Case enrichment fields

Field	Source path in intelligence JSON	Description
`_enriched_case_purpose`	`case_purpose_and_application.primary_purpose`	What was applied for (220 chars)
`_enriched_operator_request`	`case_purpose_and_application.operator_request`	Specific ask (250 chars)
`_enriched_filing_date`	`case_identification.filing_date`	When the case was filed
`_enriched_hearing_date`	`case_identification.hearing_date`	Scheduled hearing date
`_enriched_case_status`	`case_identification.case_status`	Current case status
`_enriched_case_service_cat`	`service_opportunity_signals[0].service_category`	Service category
`_enriched_case_service_timing`	`service_opportunity_signals[0].timing_indicator`	Timing signal
`_enriched_case_service_description`	`service_opportunity_signals[0].opportunity_description`	Opportunity detail (280 chars)
`_enriched_case_service_why`	`service_opportunity_signals[0].why_relevant`	Why relevant (280 chars)
`_enriched_case_all_services`	`service_opportunity_signals[:3]`	All service categories for tooltip
`_enriched_case_strategy`	`operator_and_well_intelligence.operator_strategy_signals[0].strategy`	Operator strategy signal (200 chars)

§ 5

Why Most Records Are Not Enriched

Expected behavior — not a bug

A stat like "97% unenriched" is normal and intentional. The Excel source (Recently_Signed_Orders.xlsx) contains thousands of records going back years. Only the last 14 days of orders are commercially actionable — those are the only records for which PDFs are fetched and Haiku extraction is run.
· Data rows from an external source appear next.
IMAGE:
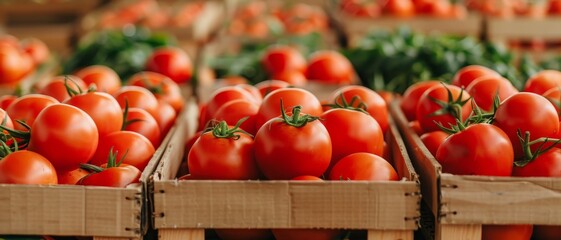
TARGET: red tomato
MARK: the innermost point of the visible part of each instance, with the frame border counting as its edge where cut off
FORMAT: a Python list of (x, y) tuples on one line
[(27, 108), (428, 106), (137, 148), (102, 108), (71, 177), (140, 121), (104, 78), (519, 112), (291, 97), (375, 104), (363, 166), (244, 234), (161, 86), (292, 146), (468, 74), (510, 232), (278, 59), (411, 97), (542, 81), (233, 111), (62, 126), (308, 234), (433, 140), (56, 88), (223, 154), (352, 131), (330, 67), (268, 86), (480, 149), (138, 97), (485, 88), (26, 167), (172, 62)]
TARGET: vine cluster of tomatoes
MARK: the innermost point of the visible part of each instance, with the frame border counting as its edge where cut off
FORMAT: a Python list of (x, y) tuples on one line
[(481, 125), (86, 128)]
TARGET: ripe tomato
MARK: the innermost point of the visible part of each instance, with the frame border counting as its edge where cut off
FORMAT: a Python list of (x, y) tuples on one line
[(71, 177), (223, 153), (140, 121), (519, 112), (138, 97), (233, 111), (104, 78), (433, 140), (292, 146), (102, 108), (26, 108), (268, 86), (542, 81), (62, 126), (161, 86), (26, 167), (352, 131), (428, 108), (56, 88), (330, 67), (280, 58), (172, 62), (137, 148), (514, 232), (375, 104), (411, 97), (468, 74), (480, 149), (485, 88), (363, 166)]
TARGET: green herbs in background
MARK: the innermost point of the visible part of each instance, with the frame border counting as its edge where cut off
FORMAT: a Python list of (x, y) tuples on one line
[(247, 63), (393, 61), (125, 50)]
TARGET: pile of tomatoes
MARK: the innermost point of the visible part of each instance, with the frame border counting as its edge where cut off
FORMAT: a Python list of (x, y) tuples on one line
[(86, 128), (481, 125), (19, 58)]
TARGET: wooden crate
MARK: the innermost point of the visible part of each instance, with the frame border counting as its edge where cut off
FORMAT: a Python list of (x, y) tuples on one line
[(79, 211), (460, 204), (184, 209)]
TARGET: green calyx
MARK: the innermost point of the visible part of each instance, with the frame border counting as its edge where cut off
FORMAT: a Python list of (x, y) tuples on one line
[(297, 119)]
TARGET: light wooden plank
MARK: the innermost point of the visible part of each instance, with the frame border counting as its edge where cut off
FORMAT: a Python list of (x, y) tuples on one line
[(390, 235), (181, 234), (458, 232)]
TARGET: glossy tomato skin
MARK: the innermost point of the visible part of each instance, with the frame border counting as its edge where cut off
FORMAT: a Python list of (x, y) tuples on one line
[(211, 157), (279, 58), (411, 97), (137, 148), (62, 126), (428, 106), (485, 88), (26, 108), (172, 62), (270, 107), (102, 108), (26, 167), (480, 149), (104, 78), (284, 152), (527, 112), (120, 177), (363, 166), (351, 132), (514, 232), (330, 67), (375, 105)]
The default date filter on recently_signed_orders.html focuses the view on the recent 14-day window precisely because enrichment coverage is high there. The overall "97% unenriched" figure includes years of historical records that have never been processed and never will be — they exist in the JSON for historical context only.

Three reasons a brand-new record may appear unenriched initially

#	Reason	Typical delay
1	PDF fetch lag — NDIC sometimes posts PDFs 24–48 hours after the order is signed. No PDF = no OCR = no Haiku extraction.	24–48 hours
2	Pipeline runs once at 5 PM weekdays — If the PDF wasn't available at run time, enrichment waits until the next business day's run.	Next business day
3	OCR or Haiku failure — Malformed PDF, rate limit, or extraction error. The record stays unenriched until the next daily run succeeds.	1–2 days

Records that will never be enriched (by design)

Orders signed more than ~30 days ago — outside the 14-day PDF fetch window
Historical records loaded from Excel without a corresponding PDF ever being fetched

These records remain in the JSON and are accessible via the date range filter, but are not intended to be enriched.

§ 6

Enrichment Timeline for a New Order

From the moment an order is signed to appearing as an enriched card on the site:

Day 0
(signed today)

Order appears in Recently_Signed_Orders.xlsx. Stage 0h downloads the Excel and adds the record to recently_signed_orders.json as unenriched. NDIC may or may not have posted the PDF yet.

Day 0 → Day 1

Pipeline runs with --days 14 lookback. If the PDF is available on NDIC's servers, it is downloaded, OCR'd, and sent through Haiku extraction during Stage 0h.

Day 1
5 PM run

If the PDF was available: OCR → Haiku → enrich → deploy. The record is now an enriched card on the live site by ~6 PM.

Day 2–3

If NDIC hadn't posted the PDF yet: automatic retry happens on the next daily run. No manual action needed — the pipeline's --days 14 lookback catches it.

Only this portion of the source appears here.